In Christianity, an episcopus vagans (plural episcopi vagantes; Latin for 'wandering bishops' or 'stray bishops') is a person consecrated, in a "clandestine or irregular way", as a bishop outside the structures and canon law of the established churches; a person regularly consecrated but later excommunicated, and not in communion with any generally recognized diocese; or a person who has in communion with them small groups that appear to exist solely for the bishop's sake.
David V. Barrett, in the Encyclopedia of New Religious Movements, specifies that now episcopi vagantes are "those independent bishops who collect several different lines of transmission of apostolic succession, and who will happily (and sometimes for a fee) consecrate anyone who requests it". Those described as wandering bishops often see the term as pejorative. The general term for "wandering" clerics, as were common in the Middle Ages, is clerici vagantes; the general term for those recognising no leader is acephali.
The Oxford Dictionary of the Christian Church mentions as the main lines of succession deriving from episcopi vagantes in the 20th century those founded by Arnold Mathew, Joseph René Vilatte and Leon Chechemian. Others that could be added are those derived from Aftimios Ofiesh, Carlos Duarte Costa, Paolo Miraglia-Gulotti, Emmanuel Milingo, Pierre Martin Ngô Đình Thục and Richard Williamson.
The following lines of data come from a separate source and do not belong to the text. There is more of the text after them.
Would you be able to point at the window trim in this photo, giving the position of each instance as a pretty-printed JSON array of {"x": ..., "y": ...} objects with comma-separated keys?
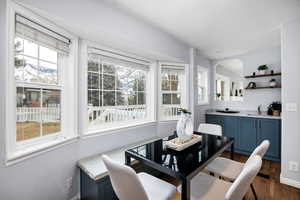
[
  {"x": 184, "y": 89},
  {"x": 13, "y": 149},
  {"x": 83, "y": 89},
  {"x": 206, "y": 70}
]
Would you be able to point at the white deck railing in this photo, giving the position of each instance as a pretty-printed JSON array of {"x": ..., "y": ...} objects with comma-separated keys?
[
  {"x": 49, "y": 114},
  {"x": 107, "y": 114}
]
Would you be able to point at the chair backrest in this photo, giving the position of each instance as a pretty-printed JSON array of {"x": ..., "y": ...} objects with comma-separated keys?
[
  {"x": 240, "y": 186},
  {"x": 212, "y": 129},
  {"x": 125, "y": 181},
  {"x": 261, "y": 149}
]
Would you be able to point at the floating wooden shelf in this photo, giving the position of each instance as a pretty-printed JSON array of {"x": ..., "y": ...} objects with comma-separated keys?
[
  {"x": 263, "y": 87},
  {"x": 263, "y": 75}
]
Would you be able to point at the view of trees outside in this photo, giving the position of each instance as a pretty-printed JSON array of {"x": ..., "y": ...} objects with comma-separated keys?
[
  {"x": 38, "y": 108},
  {"x": 171, "y": 93},
  {"x": 115, "y": 90},
  {"x": 113, "y": 85}
]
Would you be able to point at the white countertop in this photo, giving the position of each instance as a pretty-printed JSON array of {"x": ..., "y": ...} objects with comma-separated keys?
[{"x": 253, "y": 114}]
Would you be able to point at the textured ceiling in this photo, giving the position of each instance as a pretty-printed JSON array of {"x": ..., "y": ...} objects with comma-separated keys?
[{"x": 218, "y": 28}]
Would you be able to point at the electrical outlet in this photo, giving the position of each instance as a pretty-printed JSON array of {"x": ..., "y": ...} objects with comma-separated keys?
[
  {"x": 68, "y": 185},
  {"x": 293, "y": 166},
  {"x": 291, "y": 107}
]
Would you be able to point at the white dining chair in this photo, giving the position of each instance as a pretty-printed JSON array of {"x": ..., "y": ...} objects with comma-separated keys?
[
  {"x": 206, "y": 187},
  {"x": 128, "y": 185},
  {"x": 230, "y": 169},
  {"x": 213, "y": 129}
]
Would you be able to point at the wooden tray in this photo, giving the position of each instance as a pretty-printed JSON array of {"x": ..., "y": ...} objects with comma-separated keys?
[{"x": 178, "y": 146}]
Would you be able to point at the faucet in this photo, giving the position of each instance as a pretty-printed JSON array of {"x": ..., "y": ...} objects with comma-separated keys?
[{"x": 259, "y": 109}]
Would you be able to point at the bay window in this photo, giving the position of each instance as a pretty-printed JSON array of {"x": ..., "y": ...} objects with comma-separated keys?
[
  {"x": 118, "y": 90},
  {"x": 173, "y": 89},
  {"x": 41, "y": 70}
]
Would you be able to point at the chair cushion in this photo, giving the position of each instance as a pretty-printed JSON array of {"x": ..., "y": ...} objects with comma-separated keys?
[
  {"x": 225, "y": 168},
  {"x": 206, "y": 187},
  {"x": 155, "y": 188}
]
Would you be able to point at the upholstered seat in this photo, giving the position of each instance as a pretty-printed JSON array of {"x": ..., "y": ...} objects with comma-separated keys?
[
  {"x": 206, "y": 187},
  {"x": 156, "y": 188},
  {"x": 128, "y": 185},
  {"x": 225, "y": 167}
]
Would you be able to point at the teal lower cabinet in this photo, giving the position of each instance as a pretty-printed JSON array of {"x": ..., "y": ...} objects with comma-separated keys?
[
  {"x": 248, "y": 132},
  {"x": 247, "y": 139}
]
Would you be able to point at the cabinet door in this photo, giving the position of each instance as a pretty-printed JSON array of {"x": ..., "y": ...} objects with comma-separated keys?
[
  {"x": 247, "y": 134},
  {"x": 269, "y": 129},
  {"x": 230, "y": 127},
  {"x": 215, "y": 119}
]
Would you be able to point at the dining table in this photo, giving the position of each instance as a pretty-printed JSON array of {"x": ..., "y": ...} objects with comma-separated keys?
[{"x": 184, "y": 164}]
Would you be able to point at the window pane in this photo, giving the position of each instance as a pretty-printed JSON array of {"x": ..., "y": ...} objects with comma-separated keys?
[
  {"x": 31, "y": 70},
  {"x": 51, "y": 122},
  {"x": 108, "y": 82},
  {"x": 48, "y": 73},
  {"x": 48, "y": 54},
  {"x": 132, "y": 98},
  {"x": 19, "y": 45},
  {"x": 175, "y": 98},
  {"x": 30, "y": 49},
  {"x": 28, "y": 113},
  {"x": 108, "y": 98},
  {"x": 109, "y": 69},
  {"x": 94, "y": 98},
  {"x": 175, "y": 85},
  {"x": 167, "y": 99},
  {"x": 93, "y": 66},
  {"x": 19, "y": 67},
  {"x": 141, "y": 98},
  {"x": 94, "y": 81},
  {"x": 121, "y": 98},
  {"x": 165, "y": 85}
]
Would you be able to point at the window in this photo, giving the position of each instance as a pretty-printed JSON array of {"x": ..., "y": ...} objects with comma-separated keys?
[
  {"x": 173, "y": 90},
  {"x": 203, "y": 89},
  {"x": 118, "y": 90},
  {"x": 40, "y": 62}
]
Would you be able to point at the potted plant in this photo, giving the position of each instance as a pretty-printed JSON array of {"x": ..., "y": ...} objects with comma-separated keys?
[
  {"x": 273, "y": 82},
  {"x": 262, "y": 69}
]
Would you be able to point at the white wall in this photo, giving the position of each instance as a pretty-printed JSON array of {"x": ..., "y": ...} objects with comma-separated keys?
[
  {"x": 43, "y": 177},
  {"x": 290, "y": 94},
  {"x": 254, "y": 98},
  {"x": 199, "y": 110}
]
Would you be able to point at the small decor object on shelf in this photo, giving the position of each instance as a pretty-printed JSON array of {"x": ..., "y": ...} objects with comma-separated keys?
[
  {"x": 184, "y": 126},
  {"x": 251, "y": 85},
  {"x": 273, "y": 82},
  {"x": 275, "y": 108},
  {"x": 262, "y": 69}
]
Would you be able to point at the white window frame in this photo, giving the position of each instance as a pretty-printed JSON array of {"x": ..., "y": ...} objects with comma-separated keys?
[
  {"x": 184, "y": 90},
  {"x": 206, "y": 87},
  {"x": 83, "y": 89},
  {"x": 16, "y": 150}
]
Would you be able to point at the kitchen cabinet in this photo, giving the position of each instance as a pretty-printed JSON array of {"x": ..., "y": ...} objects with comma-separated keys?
[{"x": 248, "y": 132}]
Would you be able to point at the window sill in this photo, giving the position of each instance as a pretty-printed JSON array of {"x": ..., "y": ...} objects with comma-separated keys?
[
  {"x": 36, "y": 150},
  {"x": 113, "y": 129}
]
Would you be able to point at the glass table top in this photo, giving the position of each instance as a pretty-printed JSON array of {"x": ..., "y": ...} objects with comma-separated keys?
[{"x": 184, "y": 162}]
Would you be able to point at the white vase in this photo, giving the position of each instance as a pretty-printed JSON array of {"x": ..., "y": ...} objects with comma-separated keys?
[
  {"x": 262, "y": 72},
  {"x": 184, "y": 127}
]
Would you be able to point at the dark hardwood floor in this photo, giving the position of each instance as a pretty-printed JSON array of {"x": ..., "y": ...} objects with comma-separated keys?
[{"x": 266, "y": 189}]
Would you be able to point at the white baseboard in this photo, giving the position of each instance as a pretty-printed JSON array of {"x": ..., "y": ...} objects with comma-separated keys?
[
  {"x": 76, "y": 197},
  {"x": 289, "y": 181}
]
According to Buchanan, "the real rise of the problem" happened in the 19th century, in the "wake of the Anglo-Catholic movement", "through mischievous activities of a tiny number of independently acting bishops". They exist worldwide, he writes, "mostly without congregations", and "many in different stages of delusion and fantasy, not least in the Episcopal titles they confer on themselves"; "the distinguishing mark" to "specifically identif[y]" an episcopus vagans is "the lack of a true see or the lack of a real church life to oversee".